More jobs to go in the north west as Reach pursues its digital strategy
2 July 2018
The NUJ is fighting compulsory redundancies following a merger of journalist roles at the Manchester Evening News (MEN) and Huddersfield Daily Examiner, as part of Reach's "Live model" strategy of separating its print and digital operations.
The Huddersfield newsroom faces cuts of seven posts and at the MEN nine roles are at risk, including three photographers and two reporters. Other positions at risk include print managers and a community content curator. The management said that new post will be created, including in video and football writers, at the MEN which will result in a "marginal increase"; however the chapel said this includes currently vacant posts.
Chris Morley, NUJ northern and midlands senior organiser, said:
“Once again our members are in the line of fire with the continued roll out of Reach’s plan to separate digital and print operations. The effect is particularly serious at Huddersfield given the existing team is so small after years of the company continually whittling away at newsroom staffing levels.
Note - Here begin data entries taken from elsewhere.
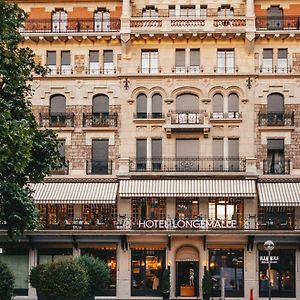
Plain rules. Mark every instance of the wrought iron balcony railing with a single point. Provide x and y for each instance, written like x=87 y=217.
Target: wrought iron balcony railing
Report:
x=100 y=120
x=98 y=167
x=276 y=119
x=188 y=164
x=277 y=167
x=278 y=23
x=56 y=119
x=71 y=25
x=187 y=118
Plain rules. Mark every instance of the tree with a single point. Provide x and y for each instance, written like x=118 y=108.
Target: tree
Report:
x=26 y=153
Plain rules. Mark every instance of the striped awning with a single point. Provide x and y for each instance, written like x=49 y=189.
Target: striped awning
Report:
x=75 y=192
x=279 y=193
x=187 y=188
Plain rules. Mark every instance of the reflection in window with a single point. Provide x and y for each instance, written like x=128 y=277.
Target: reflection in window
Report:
x=282 y=273
x=229 y=264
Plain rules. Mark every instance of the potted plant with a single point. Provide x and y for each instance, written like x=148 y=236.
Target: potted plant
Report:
x=206 y=285
x=98 y=274
x=65 y=280
x=166 y=284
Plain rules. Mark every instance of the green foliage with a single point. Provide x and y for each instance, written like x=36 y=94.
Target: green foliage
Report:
x=7 y=282
x=166 y=281
x=64 y=280
x=98 y=273
x=26 y=154
x=207 y=283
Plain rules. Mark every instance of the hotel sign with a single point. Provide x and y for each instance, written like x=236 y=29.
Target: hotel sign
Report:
x=187 y=224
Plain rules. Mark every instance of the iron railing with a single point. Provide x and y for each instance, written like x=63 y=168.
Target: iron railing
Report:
x=188 y=164
x=276 y=119
x=278 y=23
x=56 y=119
x=98 y=167
x=187 y=118
x=277 y=167
x=71 y=26
x=100 y=120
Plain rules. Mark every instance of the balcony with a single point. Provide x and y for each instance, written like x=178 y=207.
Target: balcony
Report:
x=71 y=26
x=276 y=23
x=98 y=167
x=56 y=119
x=276 y=167
x=188 y=164
x=276 y=119
x=100 y=120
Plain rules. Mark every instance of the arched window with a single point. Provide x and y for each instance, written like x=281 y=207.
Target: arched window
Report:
x=57 y=113
x=233 y=105
x=218 y=106
x=59 y=21
x=141 y=106
x=156 y=106
x=102 y=20
x=275 y=18
x=275 y=109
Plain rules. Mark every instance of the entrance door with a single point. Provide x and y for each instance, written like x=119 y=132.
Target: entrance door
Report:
x=187 y=278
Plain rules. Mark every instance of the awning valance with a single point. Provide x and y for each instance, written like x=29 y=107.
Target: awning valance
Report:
x=279 y=193
x=75 y=192
x=187 y=188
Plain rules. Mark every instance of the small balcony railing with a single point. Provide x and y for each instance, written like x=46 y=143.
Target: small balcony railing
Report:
x=56 y=119
x=71 y=26
x=100 y=120
x=149 y=115
x=64 y=170
x=276 y=119
x=187 y=118
x=277 y=23
x=276 y=167
x=188 y=164
x=98 y=167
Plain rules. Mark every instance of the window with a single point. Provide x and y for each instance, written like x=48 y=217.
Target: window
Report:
x=225 y=61
x=282 y=61
x=229 y=264
x=225 y=11
x=149 y=61
x=275 y=18
x=108 y=62
x=282 y=275
x=59 y=21
x=66 y=62
x=267 y=66
x=94 y=67
x=51 y=62
x=100 y=163
x=141 y=154
x=180 y=66
x=102 y=20
x=146 y=272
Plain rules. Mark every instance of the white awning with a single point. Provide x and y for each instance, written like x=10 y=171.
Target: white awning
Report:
x=279 y=193
x=75 y=192
x=187 y=188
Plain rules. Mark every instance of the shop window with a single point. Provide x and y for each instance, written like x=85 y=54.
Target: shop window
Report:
x=282 y=275
x=229 y=264
x=17 y=259
x=147 y=267
x=148 y=209
x=109 y=257
x=227 y=209
x=49 y=255
x=187 y=208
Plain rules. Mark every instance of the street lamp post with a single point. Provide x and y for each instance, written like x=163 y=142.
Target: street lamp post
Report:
x=269 y=246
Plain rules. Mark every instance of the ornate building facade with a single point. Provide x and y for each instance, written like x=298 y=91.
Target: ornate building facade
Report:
x=179 y=124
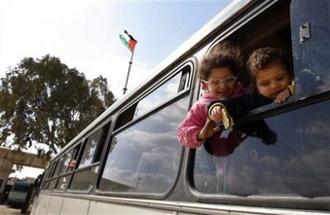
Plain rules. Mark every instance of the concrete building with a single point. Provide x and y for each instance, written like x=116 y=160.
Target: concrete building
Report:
x=9 y=157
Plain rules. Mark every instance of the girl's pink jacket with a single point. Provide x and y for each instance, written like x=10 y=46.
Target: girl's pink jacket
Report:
x=196 y=118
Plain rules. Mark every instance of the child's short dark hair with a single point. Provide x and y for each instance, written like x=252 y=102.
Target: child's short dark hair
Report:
x=223 y=55
x=262 y=58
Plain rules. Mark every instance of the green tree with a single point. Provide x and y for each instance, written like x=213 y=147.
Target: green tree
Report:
x=44 y=101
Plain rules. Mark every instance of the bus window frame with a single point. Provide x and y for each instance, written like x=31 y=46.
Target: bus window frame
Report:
x=108 y=122
x=293 y=103
x=190 y=62
x=187 y=92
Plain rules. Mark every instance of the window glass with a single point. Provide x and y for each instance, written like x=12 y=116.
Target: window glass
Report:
x=286 y=154
x=63 y=182
x=166 y=91
x=85 y=179
x=90 y=150
x=45 y=185
x=52 y=184
x=52 y=169
x=311 y=45
x=145 y=157
x=66 y=161
x=60 y=165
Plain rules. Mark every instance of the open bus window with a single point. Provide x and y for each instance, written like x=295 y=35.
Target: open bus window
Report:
x=293 y=161
x=311 y=45
x=93 y=146
x=85 y=176
x=145 y=156
x=281 y=163
x=163 y=93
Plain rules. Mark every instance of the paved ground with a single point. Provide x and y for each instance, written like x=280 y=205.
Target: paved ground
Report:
x=6 y=210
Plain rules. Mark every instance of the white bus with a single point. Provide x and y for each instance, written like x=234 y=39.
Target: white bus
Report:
x=129 y=161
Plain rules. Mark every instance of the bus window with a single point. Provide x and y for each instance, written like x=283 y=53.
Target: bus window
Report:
x=166 y=91
x=85 y=176
x=145 y=157
x=282 y=160
x=311 y=45
x=93 y=146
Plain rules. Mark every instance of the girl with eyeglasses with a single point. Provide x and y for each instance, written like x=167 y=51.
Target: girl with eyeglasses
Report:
x=218 y=73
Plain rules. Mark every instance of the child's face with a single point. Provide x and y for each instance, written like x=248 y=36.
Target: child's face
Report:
x=220 y=83
x=272 y=80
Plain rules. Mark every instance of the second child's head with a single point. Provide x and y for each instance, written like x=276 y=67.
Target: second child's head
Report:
x=269 y=71
x=219 y=70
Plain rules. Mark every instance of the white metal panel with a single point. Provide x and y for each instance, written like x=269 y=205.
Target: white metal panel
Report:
x=75 y=206
x=55 y=205
x=40 y=204
x=110 y=208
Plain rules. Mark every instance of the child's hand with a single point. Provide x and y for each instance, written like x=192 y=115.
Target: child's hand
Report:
x=216 y=114
x=208 y=130
x=282 y=96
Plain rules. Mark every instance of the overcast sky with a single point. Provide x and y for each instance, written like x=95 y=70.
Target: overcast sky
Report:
x=84 y=34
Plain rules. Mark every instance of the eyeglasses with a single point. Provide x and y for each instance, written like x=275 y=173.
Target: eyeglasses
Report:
x=216 y=82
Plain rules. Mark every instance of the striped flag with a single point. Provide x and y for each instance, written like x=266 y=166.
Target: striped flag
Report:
x=128 y=40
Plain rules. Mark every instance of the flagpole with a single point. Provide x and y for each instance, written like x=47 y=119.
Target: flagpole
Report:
x=128 y=72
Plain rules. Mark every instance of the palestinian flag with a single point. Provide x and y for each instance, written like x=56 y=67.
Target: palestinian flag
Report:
x=128 y=40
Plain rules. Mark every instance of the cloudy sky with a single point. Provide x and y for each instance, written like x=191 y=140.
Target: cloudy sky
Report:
x=84 y=34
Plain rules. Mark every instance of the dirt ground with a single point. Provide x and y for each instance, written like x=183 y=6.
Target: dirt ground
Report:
x=6 y=210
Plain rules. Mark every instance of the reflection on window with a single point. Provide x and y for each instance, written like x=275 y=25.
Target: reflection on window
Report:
x=311 y=55
x=93 y=146
x=145 y=157
x=166 y=91
x=52 y=184
x=267 y=158
x=63 y=183
x=85 y=179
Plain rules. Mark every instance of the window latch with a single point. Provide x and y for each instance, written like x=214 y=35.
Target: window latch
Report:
x=304 y=32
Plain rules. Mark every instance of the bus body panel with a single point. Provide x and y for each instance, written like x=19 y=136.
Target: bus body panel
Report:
x=94 y=188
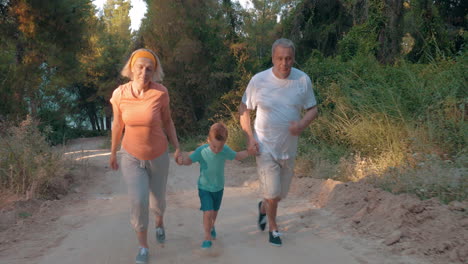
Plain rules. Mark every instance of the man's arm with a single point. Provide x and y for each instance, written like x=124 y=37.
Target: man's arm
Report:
x=296 y=128
x=184 y=159
x=252 y=144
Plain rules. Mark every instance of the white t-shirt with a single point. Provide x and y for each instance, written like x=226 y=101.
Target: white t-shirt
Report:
x=278 y=102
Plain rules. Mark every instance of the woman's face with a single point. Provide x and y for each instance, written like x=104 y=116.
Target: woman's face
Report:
x=143 y=70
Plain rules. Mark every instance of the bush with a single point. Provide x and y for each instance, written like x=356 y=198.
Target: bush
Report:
x=28 y=164
x=402 y=127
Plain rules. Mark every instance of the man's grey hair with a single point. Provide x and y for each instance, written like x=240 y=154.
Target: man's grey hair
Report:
x=286 y=43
“What seems strange is that the company expects Huddersfield to be covered with a 20 per cent reduction in reporting capacity and to also to cover Leeds in the Live experiment there. I am concerned at the strains this will undoubtedly put on remaining staff and the union is clear that if anyone is to go it must be through voluntary means. We will be engaging robustly with management over this.”
The MEN NUJ chapel said staff were steadfastly opposed to the possibility of compulsory redundancies:
"Our priority is to protect those who are directly affected by these proposals and to ensure members remaining are not negatively affected by the process of separating print and digital operations.”
The voluntary redundancy period will end on 9 July.
Almost 100 jobs have already been put at risk in Reach’s regional newsrooms since February, as the company (fromerly Trinity Mirror) rolled out the Live newsroom model which began in Birmingham last year.